School Rationalization and Professional Support: Merge schools with critically low enrollment, provide counselors, and access to subject experts for cluster-based support.
Local Innovation and Sustainability: Empower SMCs and local governments to mobilize resources, incentivize innovation, and ensure long-term sustainability.
Conclusion
In a nutshell, GESI-responsive budgeting addresses structural causes of inequality, using intersectional targeting to ensure that resources reach those most in need. It links budgets, outcomes, and accountability, shifting from subsidy-based approaches to empowerment and agency. By strengthening systems, leadership, and social norms, GESI-responsive budgeting moves Nepal from access → equity → agency → leadership → sustainability, enabling transformative change in education.

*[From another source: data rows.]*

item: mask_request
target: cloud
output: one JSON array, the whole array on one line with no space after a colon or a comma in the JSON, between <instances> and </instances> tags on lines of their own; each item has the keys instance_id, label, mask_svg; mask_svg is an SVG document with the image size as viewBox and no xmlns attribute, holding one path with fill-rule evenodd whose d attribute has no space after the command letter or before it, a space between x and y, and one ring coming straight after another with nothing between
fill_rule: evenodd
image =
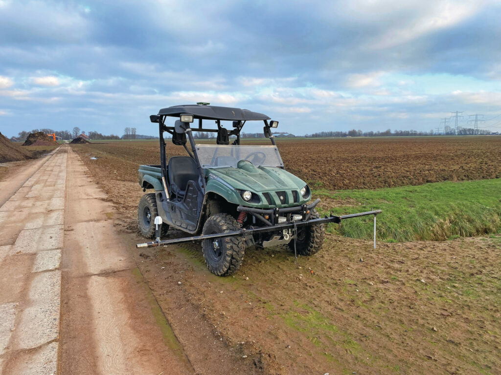
<instances>
[{"instance_id":1,"label":"cloud","mask_svg":"<svg viewBox=\"0 0 501 375\"><path fill-rule=\"evenodd\" d=\"M365 74L355 73L350 74L348 78L347 84L349 87L353 88L379 86L381 84L381 82L378 80L378 78L383 73L382 72L373 72Z\"/></svg>"},{"instance_id":2,"label":"cloud","mask_svg":"<svg viewBox=\"0 0 501 375\"><path fill-rule=\"evenodd\" d=\"M2 110L155 134L159 108L206 101L296 134L429 130L450 110L501 112L500 13L490 0L0 0Z\"/></svg>"},{"instance_id":3,"label":"cloud","mask_svg":"<svg viewBox=\"0 0 501 375\"><path fill-rule=\"evenodd\" d=\"M14 84L14 82L12 82L12 80L9 77L0 76L0 89L7 88Z\"/></svg>"},{"instance_id":4,"label":"cloud","mask_svg":"<svg viewBox=\"0 0 501 375\"><path fill-rule=\"evenodd\" d=\"M54 76L47 76L44 77L33 77L31 82L35 84L41 86L59 86L59 79Z\"/></svg>"}]
</instances>

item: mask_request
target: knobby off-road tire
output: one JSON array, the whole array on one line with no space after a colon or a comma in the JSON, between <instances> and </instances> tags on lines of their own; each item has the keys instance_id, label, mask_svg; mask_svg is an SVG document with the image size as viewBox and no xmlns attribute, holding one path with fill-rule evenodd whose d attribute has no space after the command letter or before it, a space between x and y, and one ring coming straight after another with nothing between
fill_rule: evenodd
<instances>
[{"instance_id":1,"label":"knobby off-road tire","mask_svg":"<svg viewBox=\"0 0 501 375\"><path fill-rule=\"evenodd\" d=\"M137 207L137 226L139 232L143 237L147 238L155 238L155 218L158 216L158 210L156 206L156 198L155 194L149 193L145 194L139 201ZM160 237L167 236L169 226L165 223L162 224L160 230Z\"/></svg>"},{"instance_id":2,"label":"knobby off-road tire","mask_svg":"<svg viewBox=\"0 0 501 375\"><path fill-rule=\"evenodd\" d=\"M320 214L316 210L314 210L310 215L310 219L319 218ZM317 224L310 226L303 226L298 229L296 248L297 253L302 256L310 256L316 254L322 248L325 236L325 224ZM289 249L294 252L294 240L293 240L288 245Z\"/></svg>"},{"instance_id":3,"label":"knobby off-road tire","mask_svg":"<svg viewBox=\"0 0 501 375\"><path fill-rule=\"evenodd\" d=\"M240 229L240 224L230 215L217 214L209 218L202 234L225 233ZM236 272L243 260L245 247L241 236L224 237L202 242L207 268L218 276L229 276Z\"/></svg>"}]
</instances>

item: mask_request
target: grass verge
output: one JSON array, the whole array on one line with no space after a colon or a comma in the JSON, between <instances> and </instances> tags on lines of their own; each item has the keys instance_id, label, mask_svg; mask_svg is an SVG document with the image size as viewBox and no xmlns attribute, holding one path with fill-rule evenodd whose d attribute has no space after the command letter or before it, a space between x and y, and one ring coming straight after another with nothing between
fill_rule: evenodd
<instances>
[{"instance_id":1,"label":"grass verge","mask_svg":"<svg viewBox=\"0 0 501 375\"><path fill-rule=\"evenodd\" d=\"M324 204L319 208L322 214L382 210L377 217L377 237L390 242L444 240L501 232L501 179L376 190L316 190L314 196L350 202L335 207ZM331 224L328 230L369 239L373 234L373 220L372 216L351 218L339 226Z\"/></svg>"}]
</instances>

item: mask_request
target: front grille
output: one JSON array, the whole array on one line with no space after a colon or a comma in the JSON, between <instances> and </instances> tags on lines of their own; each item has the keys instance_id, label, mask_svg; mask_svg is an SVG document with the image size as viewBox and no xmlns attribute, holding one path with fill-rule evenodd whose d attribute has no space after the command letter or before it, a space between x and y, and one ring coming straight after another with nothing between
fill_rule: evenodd
<instances>
[{"instance_id":1,"label":"front grille","mask_svg":"<svg viewBox=\"0 0 501 375\"><path fill-rule=\"evenodd\" d=\"M269 192L264 192L263 195L265 196L265 198L266 200L266 202L268 202L269 204L272 204L272 197L270 196L270 193Z\"/></svg>"},{"instance_id":2,"label":"front grille","mask_svg":"<svg viewBox=\"0 0 501 375\"><path fill-rule=\"evenodd\" d=\"M287 194L286 194L285 192L277 192L277 195L279 196L279 199L280 200L280 202L283 204L285 203L286 198L287 196Z\"/></svg>"}]
</instances>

GESI-responsive budgeting is not an additional cost; it is an investment in the future of Nepal’s children and communities. When supported by GESI-responsive financial planning, education becomes a platform for social justice, economic empowerment, leadership, and inclusive development. Embedding GESI principles into budgeting ensures that public resources are utilized efficiently, equitably, and strategically, contributing to the realization of Nepal’s SDGs, 16th Plan goals, and constitutional commitments to gender equality and social inclusion.
In the education sector, GESI-responsive budgeting is truly a boon for educational transformation, bridging gaps, dismantling barriers, and fostering inclusive, safe, and future-ready learning environments.